Closed staymylove closed 6 months ago
I think in general you will need to know the geometry beforehand. After that you can render linear depth of the geometry (defined as distance to the camera plane) and perform a normalization:
def process_depth(self, x):
mask = x.r > 0.001
alpha = mask.float()
if not mask.any():
n = x * 0
else:
v = x[mask]
n = (x - v.min()) / (v.max() - v.min() + 1e-9)
return float4(n, n, n, alpha)
Thanks for your reply. Actually, I want to ask when I use depth ControlNet, my input should be 6 multiviews depth image or just single depth image?
example is :
But I want to ask single image + single depth image like the depth image below can get the same output?

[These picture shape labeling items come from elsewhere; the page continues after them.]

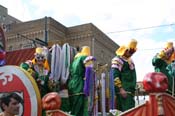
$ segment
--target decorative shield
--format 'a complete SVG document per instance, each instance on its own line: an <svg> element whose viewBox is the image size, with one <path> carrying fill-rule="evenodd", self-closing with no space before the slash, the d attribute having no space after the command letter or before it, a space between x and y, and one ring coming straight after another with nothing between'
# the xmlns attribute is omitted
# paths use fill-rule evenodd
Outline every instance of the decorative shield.
<svg viewBox="0 0 175 116"><path fill-rule="evenodd" d="M0 94L7 92L20 93L24 104L22 116L41 116L41 96L35 80L18 66L0 68Z"/></svg>

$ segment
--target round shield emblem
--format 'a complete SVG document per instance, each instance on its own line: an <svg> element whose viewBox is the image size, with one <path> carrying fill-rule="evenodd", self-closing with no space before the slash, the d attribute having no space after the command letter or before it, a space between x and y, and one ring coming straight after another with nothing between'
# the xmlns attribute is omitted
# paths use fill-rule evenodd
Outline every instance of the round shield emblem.
<svg viewBox="0 0 175 116"><path fill-rule="evenodd" d="M20 115L41 116L41 97L32 76L18 66L0 68L0 95L15 92L24 103L20 106Z"/></svg>

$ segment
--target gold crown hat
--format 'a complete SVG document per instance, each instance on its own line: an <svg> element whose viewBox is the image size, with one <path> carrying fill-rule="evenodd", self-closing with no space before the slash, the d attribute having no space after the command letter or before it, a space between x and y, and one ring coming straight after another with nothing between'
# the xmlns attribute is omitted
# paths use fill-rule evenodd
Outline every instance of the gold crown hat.
<svg viewBox="0 0 175 116"><path fill-rule="evenodd" d="M125 51L127 50L126 46L120 46L117 50L116 50L116 54L119 56L123 56Z"/></svg>
<svg viewBox="0 0 175 116"><path fill-rule="evenodd" d="M131 39L127 46L120 46L116 50L116 54L119 55L119 56L123 56L127 49L137 50L137 40Z"/></svg>
<svg viewBox="0 0 175 116"><path fill-rule="evenodd" d="M80 54L84 56L90 56L91 55L90 47L83 46Z"/></svg>
<svg viewBox="0 0 175 116"><path fill-rule="evenodd" d="M49 66L49 63L48 63L48 60L47 60L47 53L46 53L46 50L45 50L45 49L46 49L46 48L37 47L37 48L35 49L35 54L34 54L34 55L35 55L35 56L36 56L36 55L43 55L44 58L45 58L45 61L44 61L44 68L46 68L47 70L50 71L50 66ZM32 60L32 63L33 63L33 64L36 64L36 63L37 63L35 58Z"/></svg>

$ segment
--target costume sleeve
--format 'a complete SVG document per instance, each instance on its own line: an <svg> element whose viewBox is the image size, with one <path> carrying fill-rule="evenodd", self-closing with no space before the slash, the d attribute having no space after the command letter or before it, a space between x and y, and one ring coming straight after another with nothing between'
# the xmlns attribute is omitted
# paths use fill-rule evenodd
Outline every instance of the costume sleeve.
<svg viewBox="0 0 175 116"><path fill-rule="evenodd" d="M85 64L85 78L84 78L84 87L83 92L86 96L89 96L90 92L90 83L93 79L93 63L95 61L95 58L93 56L88 56L84 60Z"/></svg>
<svg viewBox="0 0 175 116"><path fill-rule="evenodd" d="M115 57L112 59L112 70L113 70L113 77L114 77L114 85L118 88L122 87L122 81L121 81L121 71L123 67L123 61Z"/></svg>

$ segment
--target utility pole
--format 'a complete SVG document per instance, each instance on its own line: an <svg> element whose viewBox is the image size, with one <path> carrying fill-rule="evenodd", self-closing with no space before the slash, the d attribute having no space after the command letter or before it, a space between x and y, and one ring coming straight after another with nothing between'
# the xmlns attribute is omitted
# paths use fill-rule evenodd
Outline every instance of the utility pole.
<svg viewBox="0 0 175 116"><path fill-rule="evenodd" d="M44 30L45 30L45 42L47 43L47 16L45 16L45 20L44 20Z"/></svg>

No you'll have to provide 6 images.
It may be possible to train another ControlNet on the contioning reference attention branch, but the released version is not about that.

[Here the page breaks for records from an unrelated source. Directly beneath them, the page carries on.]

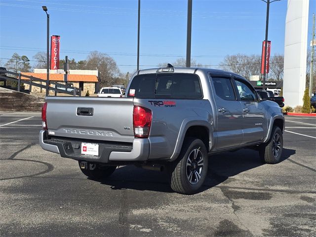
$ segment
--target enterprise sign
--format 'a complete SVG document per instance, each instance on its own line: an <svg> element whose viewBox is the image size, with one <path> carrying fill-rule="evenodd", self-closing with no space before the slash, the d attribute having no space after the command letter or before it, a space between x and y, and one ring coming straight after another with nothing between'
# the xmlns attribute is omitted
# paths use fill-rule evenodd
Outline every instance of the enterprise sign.
<svg viewBox="0 0 316 237"><path fill-rule="evenodd" d="M265 83L266 86L276 86L276 82L273 82L272 81L266 81ZM263 83L261 80L258 80L257 81L257 85L258 86L260 86L263 85Z"/></svg>

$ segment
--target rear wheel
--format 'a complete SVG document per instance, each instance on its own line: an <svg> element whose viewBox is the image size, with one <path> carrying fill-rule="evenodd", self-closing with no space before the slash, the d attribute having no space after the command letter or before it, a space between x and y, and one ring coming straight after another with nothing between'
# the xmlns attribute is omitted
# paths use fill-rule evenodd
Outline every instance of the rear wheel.
<svg viewBox="0 0 316 237"><path fill-rule="evenodd" d="M104 179L115 171L116 166L100 166L90 162L79 161L79 167L84 175L94 180Z"/></svg>
<svg viewBox="0 0 316 237"><path fill-rule="evenodd" d="M262 145L259 150L261 160L268 164L276 164L280 161L283 150L283 134L278 127L274 127L269 142Z"/></svg>
<svg viewBox="0 0 316 237"><path fill-rule="evenodd" d="M183 194L198 192L206 177L208 164L203 142L195 138L186 138L178 159L170 166L171 188Z"/></svg>

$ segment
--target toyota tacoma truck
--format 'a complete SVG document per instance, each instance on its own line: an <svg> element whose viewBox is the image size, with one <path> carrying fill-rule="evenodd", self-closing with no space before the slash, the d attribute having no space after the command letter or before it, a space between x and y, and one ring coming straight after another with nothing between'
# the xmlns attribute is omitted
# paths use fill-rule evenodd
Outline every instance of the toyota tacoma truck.
<svg viewBox="0 0 316 237"><path fill-rule="evenodd" d="M240 76L171 65L136 72L123 98L47 97L42 120L42 149L90 179L121 165L165 169L184 194L198 192L212 154L249 148L277 163L285 127L278 105Z"/></svg>

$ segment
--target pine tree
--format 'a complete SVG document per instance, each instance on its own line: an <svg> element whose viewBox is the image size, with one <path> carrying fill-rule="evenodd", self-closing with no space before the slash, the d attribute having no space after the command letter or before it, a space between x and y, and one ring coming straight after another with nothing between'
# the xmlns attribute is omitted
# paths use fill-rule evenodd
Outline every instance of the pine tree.
<svg viewBox="0 0 316 237"><path fill-rule="evenodd" d="M311 113L311 98L310 97L309 91L309 88L307 87L304 92L304 96L303 97L303 108L302 108L302 112L303 113L308 114Z"/></svg>

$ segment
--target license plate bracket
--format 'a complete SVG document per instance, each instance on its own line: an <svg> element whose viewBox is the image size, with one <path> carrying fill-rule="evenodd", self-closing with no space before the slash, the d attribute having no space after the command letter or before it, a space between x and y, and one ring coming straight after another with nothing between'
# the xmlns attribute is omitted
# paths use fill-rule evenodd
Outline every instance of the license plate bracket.
<svg viewBox="0 0 316 237"><path fill-rule="evenodd" d="M99 144L97 143L89 143L81 142L81 154L88 156L99 156Z"/></svg>

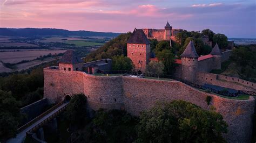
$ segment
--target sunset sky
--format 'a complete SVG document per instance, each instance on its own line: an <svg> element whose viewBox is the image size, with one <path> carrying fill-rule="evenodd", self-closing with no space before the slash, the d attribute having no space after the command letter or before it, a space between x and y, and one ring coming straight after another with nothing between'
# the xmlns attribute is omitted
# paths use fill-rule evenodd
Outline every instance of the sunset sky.
<svg viewBox="0 0 256 143"><path fill-rule="evenodd" d="M126 32L134 27L210 28L256 38L255 0L0 0L1 27Z"/></svg>

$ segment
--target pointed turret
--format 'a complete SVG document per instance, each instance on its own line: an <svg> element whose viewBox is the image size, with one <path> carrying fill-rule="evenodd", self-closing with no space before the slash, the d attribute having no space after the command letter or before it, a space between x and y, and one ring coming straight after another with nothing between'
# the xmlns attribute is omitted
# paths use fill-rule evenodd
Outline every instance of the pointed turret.
<svg viewBox="0 0 256 143"><path fill-rule="evenodd" d="M213 47L212 52L211 52L211 53L210 54L212 55L221 55L221 53L220 53L220 50L219 48L219 46L218 46L218 43L216 43L216 45L215 45L215 46Z"/></svg>
<svg viewBox="0 0 256 143"><path fill-rule="evenodd" d="M169 22L167 21L166 23L166 25L164 26L165 29L172 29L172 26L169 24Z"/></svg>
<svg viewBox="0 0 256 143"><path fill-rule="evenodd" d="M198 54L196 51L196 48L194 47L194 42L193 41L190 41L180 56L191 58L198 58L199 57Z"/></svg>

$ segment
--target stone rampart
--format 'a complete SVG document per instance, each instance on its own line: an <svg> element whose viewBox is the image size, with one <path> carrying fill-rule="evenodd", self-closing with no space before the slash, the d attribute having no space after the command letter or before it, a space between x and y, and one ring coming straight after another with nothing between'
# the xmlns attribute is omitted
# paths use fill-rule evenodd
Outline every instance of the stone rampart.
<svg viewBox="0 0 256 143"><path fill-rule="evenodd" d="M227 50L221 53L221 62L225 62L228 60L231 55L232 50Z"/></svg>
<svg viewBox="0 0 256 143"><path fill-rule="evenodd" d="M229 125L229 132L224 135L228 142L246 142L251 139L254 112L253 98L245 101L229 99L200 91L176 81L95 76L82 72L63 73L49 68L44 69L44 72L45 96L50 101L63 98L65 92L83 92L87 97L89 107L92 109L125 109L132 115L138 115L157 101L182 99L205 109L214 106ZM207 96L212 97L209 105L206 101Z"/></svg>
<svg viewBox="0 0 256 143"><path fill-rule="evenodd" d="M256 91L256 84L253 82L222 75L198 72L197 81L201 84L208 83L238 90Z"/></svg>
<svg viewBox="0 0 256 143"><path fill-rule="evenodd" d="M214 69L214 58L208 58L198 61L198 71L210 72Z"/></svg>

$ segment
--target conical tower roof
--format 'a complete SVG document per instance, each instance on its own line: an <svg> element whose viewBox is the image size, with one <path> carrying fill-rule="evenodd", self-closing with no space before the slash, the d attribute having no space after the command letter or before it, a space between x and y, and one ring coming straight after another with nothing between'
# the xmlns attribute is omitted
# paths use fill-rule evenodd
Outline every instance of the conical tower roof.
<svg viewBox="0 0 256 143"><path fill-rule="evenodd" d="M218 46L218 43L216 43L216 45L215 45L215 46L213 47L213 48L212 50L212 52L211 52L211 53L210 53L212 55L221 55L221 53L220 53L220 48L219 48L219 46Z"/></svg>
<svg viewBox="0 0 256 143"><path fill-rule="evenodd" d="M180 55L181 57L197 58L199 57L194 47L194 42L190 41L184 52Z"/></svg>
<svg viewBox="0 0 256 143"><path fill-rule="evenodd" d="M73 50L67 50L62 56L62 59L59 61L60 63L75 64L82 63L83 61L75 52Z"/></svg>
<svg viewBox="0 0 256 143"><path fill-rule="evenodd" d="M166 25L164 26L165 27L171 27L171 25L169 24L169 22L167 21L166 23Z"/></svg>
<svg viewBox="0 0 256 143"><path fill-rule="evenodd" d="M127 41L127 43L150 44L143 30L142 29L136 29L136 28L130 37L129 39Z"/></svg>

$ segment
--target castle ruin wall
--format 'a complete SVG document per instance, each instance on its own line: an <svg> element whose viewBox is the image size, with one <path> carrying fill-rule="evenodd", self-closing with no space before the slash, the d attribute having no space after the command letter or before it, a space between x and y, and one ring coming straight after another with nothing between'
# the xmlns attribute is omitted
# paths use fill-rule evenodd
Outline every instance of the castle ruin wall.
<svg viewBox="0 0 256 143"><path fill-rule="evenodd" d="M49 68L45 68L44 72L45 97L50 101L63 98L65 92L83 92L87 97L89 107L93 110L125 109L138 115L158 101L182 99L205 109L214 106L228 124L229 132L224 134L228 142L246 142L251 139L254 112L253 98L245 101L224 98L176 81L95 76L82 72L65 73ZM209 105L206 101L207 96L212 97Z"/></svg>

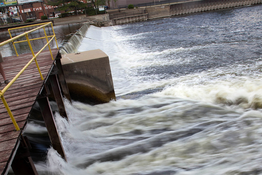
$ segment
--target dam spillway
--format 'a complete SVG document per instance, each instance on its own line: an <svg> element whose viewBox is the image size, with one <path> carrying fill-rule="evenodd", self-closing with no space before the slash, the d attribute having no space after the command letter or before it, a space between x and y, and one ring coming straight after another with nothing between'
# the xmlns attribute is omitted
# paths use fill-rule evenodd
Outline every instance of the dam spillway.
<svg viewBox="0 0 262 175"><path fill-rule="evenodd" d="M42 123L30 121L25 132L36 149L48 149L38 171L260 173L261 9L91 26L78 51L108 55L117 100L66 102L69 123L55 115L68 163L43 143Z"/></svg>

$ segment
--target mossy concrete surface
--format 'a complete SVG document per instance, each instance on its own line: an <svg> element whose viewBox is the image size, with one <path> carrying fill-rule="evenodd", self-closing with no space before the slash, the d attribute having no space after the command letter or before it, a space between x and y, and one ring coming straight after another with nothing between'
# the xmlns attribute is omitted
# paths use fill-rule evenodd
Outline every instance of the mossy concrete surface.
<svg viewBox="0 0 262 175"><path fill-rule="evenodd" d="M109 59L104 52L97 49L62 57L66 79L73 99L97 104L116 99Z"/></svg>

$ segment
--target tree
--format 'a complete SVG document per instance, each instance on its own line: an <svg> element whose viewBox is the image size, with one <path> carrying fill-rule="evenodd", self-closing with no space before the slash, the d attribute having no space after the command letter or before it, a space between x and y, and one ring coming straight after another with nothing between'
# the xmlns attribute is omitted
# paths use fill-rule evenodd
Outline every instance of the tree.
<svg viewBox="0 0 262 175"><path fill-rule="evenodd" d="M83 2L72 0L70 1L66 0L59 1L49 1L47 0L46 4L52 6L58 6L57 10L58 11L66 10L68 10L74 9L77 13L77 8L83 8L86 6L86 4Z"/></svg>
<svg viewBox="0 0 262 175"><path fill-rule="evenodd" d="M115 3L117 1L117 0L113 0ZM100 6L105 5L107 1L109 4L111 1L111 0L87 0L88 1L92 3L96 9L98 9L98 7Z"/></svg>

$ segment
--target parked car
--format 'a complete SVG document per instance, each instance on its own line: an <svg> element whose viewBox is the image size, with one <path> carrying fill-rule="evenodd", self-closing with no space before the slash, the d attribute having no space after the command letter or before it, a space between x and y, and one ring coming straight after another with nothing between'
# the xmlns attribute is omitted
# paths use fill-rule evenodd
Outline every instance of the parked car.
<svg viewBox="0 0 262 175"><path fill-rule="evenodd" d="M16 18L12 18L14 22L21 22L21 21L20 20L18 20Z"/></svg>
<svg viewBox="0 0 262 175"><path fill-rule="evenodd" d="M107 10L109 8L108 6L99 6L98 7L98 8L100 8L101 7L105 7L105 8L106 10ZM95 7L94 7L94 9L95 9Z"/></svg>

I'm confused about this. Isn't the purpose of this project to generate the 6 image views? If I had depth estimates of the 6 views, why do I need to synth the views again?
Perhaps I am misunderstanding. Thank you for your work and patience.
Yes; but for example, you have a 'white model' without any textures, then the controlnet can help you generate texture on the model. That's the point of the released ControlNet.
Dear author: I want to ask the format of data of depth ControlNet must be 6 subfigures? I think it is hard to get the multiview depth image.